To Alexander Hamilton from David Ross, 21 March 1794

From David Ross1

Bladensburgh [Maryland] March 21. 1794

Dear Sir

Co Mercer passed through this place yesterday in the Stage on his way as he says to Congress2—yet he may perhaps be going no farther than Baltimore but if he should go on it is probable he will be satisfied to have the appearance of closing the correspondence with you3 as I find he never sent forward to the office your last4 & has now withdrawn the whole of the papers. If however I should be mistaken & he should answer your last I need not again express my sentiments as to your putting yourself on a footing with him. If any thing should take place I hope to be informed by you as no dependance can be put on the representation of it by Co Mercer.

I was sorry I missed you several times before I left the City on the subject of Britains then supposed unexpected conduct towards this Country which is now believed & Sedgwicks Motions in Congress are supposed to be brought forward in consequence of such belief.5 Those I have yet seen in your City & this State who were the most inclined for peace and opposed to Madisons Resolutions are for very spirited Measures if a War cannot be avoided but they have a confidence also that no precipitate conduct will involve us but that we shall rather give Britain an opportunity (after showing ourselves prepared even for offensive operations) of altering her Measures in time to avoid a War. At any rate the idea is that if any Declaration takes place it should be first on the part of Britain & that we should not do as the French did, attach the People of England to the Measures of their administration by a hasty Declaration of War instead of continuing only acts of Retaliation.

A Judgment can be formed of the principles on which Madisons Resolutions have been brought forward & supported, by the part their advocates take on Sedgwicks Resolutions.

Yours in haste

David Ross

ALS, Hamilton Papers, Library of Congress.

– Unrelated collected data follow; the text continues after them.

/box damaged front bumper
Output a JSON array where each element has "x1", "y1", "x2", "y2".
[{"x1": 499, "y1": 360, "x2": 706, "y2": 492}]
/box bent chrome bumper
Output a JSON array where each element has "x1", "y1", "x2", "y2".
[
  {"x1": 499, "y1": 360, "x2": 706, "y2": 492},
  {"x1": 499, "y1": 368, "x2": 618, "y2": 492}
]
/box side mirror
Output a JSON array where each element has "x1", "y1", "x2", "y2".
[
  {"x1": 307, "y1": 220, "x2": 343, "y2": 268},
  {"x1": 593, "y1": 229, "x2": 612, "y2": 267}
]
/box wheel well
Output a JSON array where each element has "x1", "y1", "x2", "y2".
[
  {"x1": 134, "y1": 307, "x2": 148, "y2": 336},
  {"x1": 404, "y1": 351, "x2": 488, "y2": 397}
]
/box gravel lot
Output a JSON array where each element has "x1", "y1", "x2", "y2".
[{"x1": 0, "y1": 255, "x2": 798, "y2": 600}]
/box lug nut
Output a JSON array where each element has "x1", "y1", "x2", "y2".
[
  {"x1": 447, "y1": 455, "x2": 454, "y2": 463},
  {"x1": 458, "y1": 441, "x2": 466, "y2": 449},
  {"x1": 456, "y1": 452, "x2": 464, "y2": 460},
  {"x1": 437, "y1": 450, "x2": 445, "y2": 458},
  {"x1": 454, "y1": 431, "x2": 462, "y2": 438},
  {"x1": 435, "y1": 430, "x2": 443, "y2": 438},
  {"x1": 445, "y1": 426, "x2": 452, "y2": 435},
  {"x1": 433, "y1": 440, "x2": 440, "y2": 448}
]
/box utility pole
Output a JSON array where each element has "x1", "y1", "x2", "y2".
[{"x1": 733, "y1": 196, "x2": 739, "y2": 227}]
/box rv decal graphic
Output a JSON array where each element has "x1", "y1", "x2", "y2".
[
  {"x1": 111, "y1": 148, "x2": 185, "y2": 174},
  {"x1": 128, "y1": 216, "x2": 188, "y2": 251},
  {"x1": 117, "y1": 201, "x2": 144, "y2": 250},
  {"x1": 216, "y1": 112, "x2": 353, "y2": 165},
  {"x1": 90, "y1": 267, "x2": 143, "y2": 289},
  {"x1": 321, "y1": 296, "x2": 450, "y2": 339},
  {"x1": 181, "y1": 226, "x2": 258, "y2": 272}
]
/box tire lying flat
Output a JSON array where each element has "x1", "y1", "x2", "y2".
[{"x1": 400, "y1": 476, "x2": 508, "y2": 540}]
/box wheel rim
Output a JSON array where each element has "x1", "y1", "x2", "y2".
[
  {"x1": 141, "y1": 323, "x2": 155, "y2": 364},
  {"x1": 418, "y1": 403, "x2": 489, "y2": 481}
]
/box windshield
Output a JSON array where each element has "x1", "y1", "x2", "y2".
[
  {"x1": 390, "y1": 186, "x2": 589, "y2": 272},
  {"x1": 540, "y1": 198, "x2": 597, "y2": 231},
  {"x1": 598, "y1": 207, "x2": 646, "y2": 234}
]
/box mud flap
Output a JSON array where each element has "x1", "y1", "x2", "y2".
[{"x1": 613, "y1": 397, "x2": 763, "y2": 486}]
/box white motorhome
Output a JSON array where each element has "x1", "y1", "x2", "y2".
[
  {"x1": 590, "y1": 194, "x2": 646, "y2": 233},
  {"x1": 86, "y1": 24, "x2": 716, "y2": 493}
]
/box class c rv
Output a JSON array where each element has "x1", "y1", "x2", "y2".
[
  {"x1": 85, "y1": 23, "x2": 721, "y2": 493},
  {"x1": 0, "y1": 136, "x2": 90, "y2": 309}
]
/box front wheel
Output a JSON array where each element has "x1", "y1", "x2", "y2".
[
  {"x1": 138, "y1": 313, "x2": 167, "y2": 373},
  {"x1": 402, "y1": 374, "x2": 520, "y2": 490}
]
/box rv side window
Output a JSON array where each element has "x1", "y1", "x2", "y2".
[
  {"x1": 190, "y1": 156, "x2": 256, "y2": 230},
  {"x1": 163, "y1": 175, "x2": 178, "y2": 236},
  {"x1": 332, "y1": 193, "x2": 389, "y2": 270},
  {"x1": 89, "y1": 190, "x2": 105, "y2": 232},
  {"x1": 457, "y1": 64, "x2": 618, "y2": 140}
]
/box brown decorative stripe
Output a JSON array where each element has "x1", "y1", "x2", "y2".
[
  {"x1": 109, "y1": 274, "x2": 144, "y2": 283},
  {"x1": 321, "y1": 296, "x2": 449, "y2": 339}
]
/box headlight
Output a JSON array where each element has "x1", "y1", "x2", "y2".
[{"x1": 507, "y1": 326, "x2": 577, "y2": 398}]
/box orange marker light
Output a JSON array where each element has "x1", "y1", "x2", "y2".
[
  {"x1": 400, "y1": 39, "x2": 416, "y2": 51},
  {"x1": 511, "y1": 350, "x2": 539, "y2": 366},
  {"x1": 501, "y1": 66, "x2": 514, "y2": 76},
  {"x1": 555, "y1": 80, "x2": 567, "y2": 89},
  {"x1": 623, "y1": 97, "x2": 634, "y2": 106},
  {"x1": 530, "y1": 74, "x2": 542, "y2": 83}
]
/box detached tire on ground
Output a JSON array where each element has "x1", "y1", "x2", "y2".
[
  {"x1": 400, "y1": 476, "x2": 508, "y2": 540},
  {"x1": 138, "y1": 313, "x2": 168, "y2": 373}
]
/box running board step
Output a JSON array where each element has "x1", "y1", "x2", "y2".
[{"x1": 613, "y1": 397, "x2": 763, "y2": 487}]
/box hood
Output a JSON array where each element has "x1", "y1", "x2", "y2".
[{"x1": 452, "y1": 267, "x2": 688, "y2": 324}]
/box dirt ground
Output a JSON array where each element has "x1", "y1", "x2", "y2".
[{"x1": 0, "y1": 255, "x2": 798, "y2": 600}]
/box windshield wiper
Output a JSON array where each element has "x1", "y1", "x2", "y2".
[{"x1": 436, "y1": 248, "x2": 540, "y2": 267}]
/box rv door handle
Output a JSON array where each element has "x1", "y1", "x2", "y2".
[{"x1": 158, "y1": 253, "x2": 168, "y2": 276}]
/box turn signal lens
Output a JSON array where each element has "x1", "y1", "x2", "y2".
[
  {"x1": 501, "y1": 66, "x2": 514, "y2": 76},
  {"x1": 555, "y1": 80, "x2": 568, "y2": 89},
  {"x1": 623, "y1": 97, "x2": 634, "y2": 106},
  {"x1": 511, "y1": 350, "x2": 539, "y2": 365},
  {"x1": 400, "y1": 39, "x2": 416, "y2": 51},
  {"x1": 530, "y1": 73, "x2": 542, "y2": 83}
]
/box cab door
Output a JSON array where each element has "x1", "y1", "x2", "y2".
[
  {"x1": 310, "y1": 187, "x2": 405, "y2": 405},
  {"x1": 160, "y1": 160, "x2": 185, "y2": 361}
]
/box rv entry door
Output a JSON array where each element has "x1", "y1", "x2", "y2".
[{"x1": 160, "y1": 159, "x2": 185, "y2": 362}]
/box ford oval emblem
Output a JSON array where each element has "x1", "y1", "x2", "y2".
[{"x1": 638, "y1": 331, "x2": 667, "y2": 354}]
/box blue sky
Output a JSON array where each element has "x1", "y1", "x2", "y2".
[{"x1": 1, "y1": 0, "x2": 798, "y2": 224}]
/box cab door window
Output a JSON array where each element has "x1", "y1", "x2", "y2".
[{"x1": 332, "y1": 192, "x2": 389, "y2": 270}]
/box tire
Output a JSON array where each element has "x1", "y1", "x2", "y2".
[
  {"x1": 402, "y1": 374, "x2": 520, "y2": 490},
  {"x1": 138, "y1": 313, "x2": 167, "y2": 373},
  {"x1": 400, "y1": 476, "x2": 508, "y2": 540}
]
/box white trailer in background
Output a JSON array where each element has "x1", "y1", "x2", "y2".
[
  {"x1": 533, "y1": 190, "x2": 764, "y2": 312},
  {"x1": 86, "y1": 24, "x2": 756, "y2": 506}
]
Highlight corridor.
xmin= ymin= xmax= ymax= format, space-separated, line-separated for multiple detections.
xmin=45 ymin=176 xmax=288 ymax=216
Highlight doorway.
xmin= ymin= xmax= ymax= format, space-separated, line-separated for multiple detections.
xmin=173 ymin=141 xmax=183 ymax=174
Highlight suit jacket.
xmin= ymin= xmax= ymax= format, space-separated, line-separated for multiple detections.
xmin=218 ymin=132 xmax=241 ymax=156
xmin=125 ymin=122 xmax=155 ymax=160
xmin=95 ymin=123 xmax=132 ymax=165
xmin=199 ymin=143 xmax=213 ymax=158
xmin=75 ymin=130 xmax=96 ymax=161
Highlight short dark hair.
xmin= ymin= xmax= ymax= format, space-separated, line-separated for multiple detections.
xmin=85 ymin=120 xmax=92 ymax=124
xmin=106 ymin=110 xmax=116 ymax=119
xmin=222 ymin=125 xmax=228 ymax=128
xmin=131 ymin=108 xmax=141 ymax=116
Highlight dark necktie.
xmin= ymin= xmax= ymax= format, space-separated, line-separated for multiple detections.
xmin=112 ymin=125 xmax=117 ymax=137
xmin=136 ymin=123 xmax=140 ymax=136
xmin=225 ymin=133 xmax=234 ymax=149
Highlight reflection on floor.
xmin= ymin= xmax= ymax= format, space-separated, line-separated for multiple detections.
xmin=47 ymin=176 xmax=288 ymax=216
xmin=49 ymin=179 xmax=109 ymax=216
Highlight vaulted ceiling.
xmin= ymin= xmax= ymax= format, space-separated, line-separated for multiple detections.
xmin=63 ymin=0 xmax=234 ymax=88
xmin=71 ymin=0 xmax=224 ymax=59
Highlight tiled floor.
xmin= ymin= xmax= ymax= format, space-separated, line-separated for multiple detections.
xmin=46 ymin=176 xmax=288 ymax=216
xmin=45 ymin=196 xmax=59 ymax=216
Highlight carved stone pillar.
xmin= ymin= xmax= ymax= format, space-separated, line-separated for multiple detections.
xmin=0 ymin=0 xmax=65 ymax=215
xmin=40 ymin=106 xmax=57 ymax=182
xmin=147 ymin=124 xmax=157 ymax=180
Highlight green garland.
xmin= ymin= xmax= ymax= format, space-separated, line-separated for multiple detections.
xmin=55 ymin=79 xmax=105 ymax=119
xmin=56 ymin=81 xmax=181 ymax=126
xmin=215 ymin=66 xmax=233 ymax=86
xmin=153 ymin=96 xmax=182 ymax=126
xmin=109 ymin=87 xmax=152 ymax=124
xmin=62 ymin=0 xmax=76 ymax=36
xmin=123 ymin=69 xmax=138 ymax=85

1Ross had served during the American Revolution as a major in Grayson’s Additional Continental Regiment. After the war he practiced law and managed his family’s estates in Frederick County, Maryland. From 1786 to 1788 he was a delegate to the Continental Congress from Maryland.

2John F. Mercer of Maryland did not arrive in Philadelphia to take his seat in the House of Representatives until March 24, 1794 (Annals of Congress description begins The Debates and Proceedings in the Congress of the United States; with an Appendix, Containing Important State Papers and Public Documents, and All the Laws of a Public Nature (Washington, 1834–1849). description ends , IV, 527). Less than a month later, on April 13, 1794, he wrote to Governor Thomas Sim Lee of Maryland that he was resigning his seat in Congress because of illness in his family ([Philadelphia] Gazette of the United States & Evening Advertiser, April 30, 1794).

3For information on the protracted dispute between Mercer and H, see the introductory note to H to Mercer, September 26, 1792.

4The last document in this dispute which has been found is dated April, 1793. See “Statement on Remarks by John F. Mercer,” April, 1793. Ross is undoubtedly referring to a later letter.